= Colm Mac Con Iomaire =

Irish musician and composer

Colm Mac Con Iomaire (/ga/) is an Irish composer and musician from Blackrock, Dublin, Ireland, who plays keyboards, violin and sings with The Frames.

He is the son of Liam Mac Con Iomaire, a writer, journalist and broadcaster.

He attended school at Coláiste Eoin, an Irish Language secondary school (Meánscoil) in Co. Dublin. While there, in 1987, he was a founder member of the Irish folk group Kíla.

Mac Con Iomaire has been involved with The Frames since 1990 and his interest in the Irish Language led to The Frames's involvement in two Irish-language albums released for the Irish charity Concern during Seachtain na Gaeilge. This included an Irish-language version of the Burn the Maps track "Locusts" entitled "Lócáistí" on the SnaG 05 album in 2005 and a song called "Pian agus Ciúnas" on the 2006 album Ceol '06.

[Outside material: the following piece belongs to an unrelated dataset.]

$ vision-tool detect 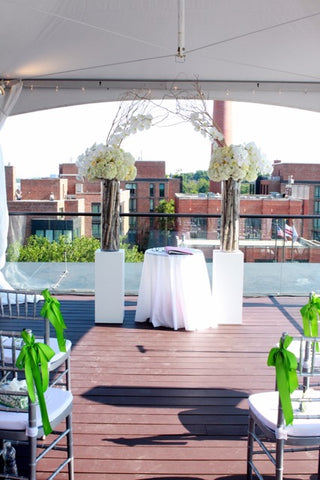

He has been a touring member of The Swell Season since 2006, and played violin on their 2008 album Strict Joy. He also played violin on David Gray's 1998 album White Ladder (on the track "Silver Lining"). Colm played violin for Damien Rice on his world-renowned album "O" in 2002 and helped finish his friend the late Mic Christopher's only solo album Skylarking, also in 2002.

Mac Con Iomaire's first solo album, The Hare's Corner (Cúinne an Ghiorria), was released in 2008. It was nominated for a 2009 Meteor Award for Best Traditional/Folk Album. His second solo album, And Now the Weather (Agus Anois an Aimsir), was released in April 2015. His third solo album, The River Holds Its Breath (Tost ar an Abhainn), was released in 2019.

He had a cameo role in the 1991 film The Commitments.